Mac-Imprint takes inspiration from existing 3D nanoimprint lithography (using heat to form tiny patterns), but with a cool new feature.
Many 3D nanoimprint lithography methods use heat to soften materials and form them into 3D shapes by pressing them with a mold, so they can’t be used on semiconductor materials like silicon whose electronic properties are damaged by heat. While most nanoimprint lithography methods can work near room temperature for soft polymers, they just haven’t been adapted for use with high-melting-temperature (more than 1,400 degrees Celsius), hard and difficult-to-work-with semiconductor materials.
Azeredo’s Mac-Imprint is a process that uses wet-chemistry and catalysis (acceleration of chemical reactions) to selectively etch semiconductor materials at room temperature. The electrochemical nanoimprinting process presses a catalytic mold against a semiconductor material like a silicon wafer in the presence of a wet etchant so the 3D structures are etched at the contact points with the mold. This is similar to how coin molds are used to make pennies, nickels, dimes and quarters — with the exception that rather than molding the coin, Azeredo’s team is carving it using this selective corrosion process.
“This allows us to carve features in semiconductors with the 3D accuracy desired while preserving the optoelectronic properties of the semiconductor,” Azeredo says.
It’s a high-risk but high-reward project to understand the fundamentals of nanomanufacturing problems — something that is often too risky for industry to undertake. But it represents a significant economic opportunity by enabling innovations in optoelectronics while providing a valuable learning experience for researchers and future manufacturing professionals.
Along with developing the theoretical methods, Azeredo and his research team are also building a lab-scale nanoimprinting tool using the researchers’ expertise in machine design and automation.
“I spend a great deal of my time thinking about what is ‘unmanufacturable’ and what the opportunity would be if we can explore new physics to transform it into something manufacturable,” Azeredo says. “Our electrochemical nanoimprinting approach gets everyone curious about the new 3D optical designs that are possible and, now, manufacturable.”
Azeredo’s process can etch silicon down to a scale below 20 nanometers — the length of about 100 silicon atoms. He sees his nanoimprinting process as eventually being able to scale up beyond computer chips and provide nanotextured surfaces in glass for applications in kitchen countertops, windows and solar panels with features such as anti-reflective and anti-soiling properties enabled by nanotechnology.

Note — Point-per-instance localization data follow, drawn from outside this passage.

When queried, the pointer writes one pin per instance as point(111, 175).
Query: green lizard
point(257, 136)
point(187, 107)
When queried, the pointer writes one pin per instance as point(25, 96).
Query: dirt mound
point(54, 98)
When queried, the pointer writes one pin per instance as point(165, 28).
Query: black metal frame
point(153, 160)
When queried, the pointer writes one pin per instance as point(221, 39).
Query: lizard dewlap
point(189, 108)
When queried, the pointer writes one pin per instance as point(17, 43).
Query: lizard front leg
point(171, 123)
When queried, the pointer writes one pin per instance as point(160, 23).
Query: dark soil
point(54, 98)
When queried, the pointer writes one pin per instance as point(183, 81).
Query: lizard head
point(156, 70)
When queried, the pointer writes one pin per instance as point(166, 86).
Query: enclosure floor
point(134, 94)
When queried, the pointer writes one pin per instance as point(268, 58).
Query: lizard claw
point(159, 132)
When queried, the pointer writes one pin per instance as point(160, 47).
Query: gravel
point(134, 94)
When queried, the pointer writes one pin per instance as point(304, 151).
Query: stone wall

The process can also open up new horizons in night-vision, biosensing and even quantum computing applications.
Since coming to ASU three years ago, Azeredo finds the university to be a perfect fit for trying out new ideas, especially in emerging research areas such as advanced manufacturing, without running into departmental bottlenecks. The Polytechnic School, one of the six Fulton Schools, has been especially helpful to Azeredo by investing in microscopy and 3D printing equipment, facilities and faculty members to collaborate with through its ASU Manufacturing Innovation Hub.
“ASU is a truly dynamic and diverse environment that supports students and faculty who see life and science from multiple angles and perspectives,” Azeredo says. “The university has brought some of the greatest people to work in my [advanced manufacturing] group who challenge me on a daily basis to do more.”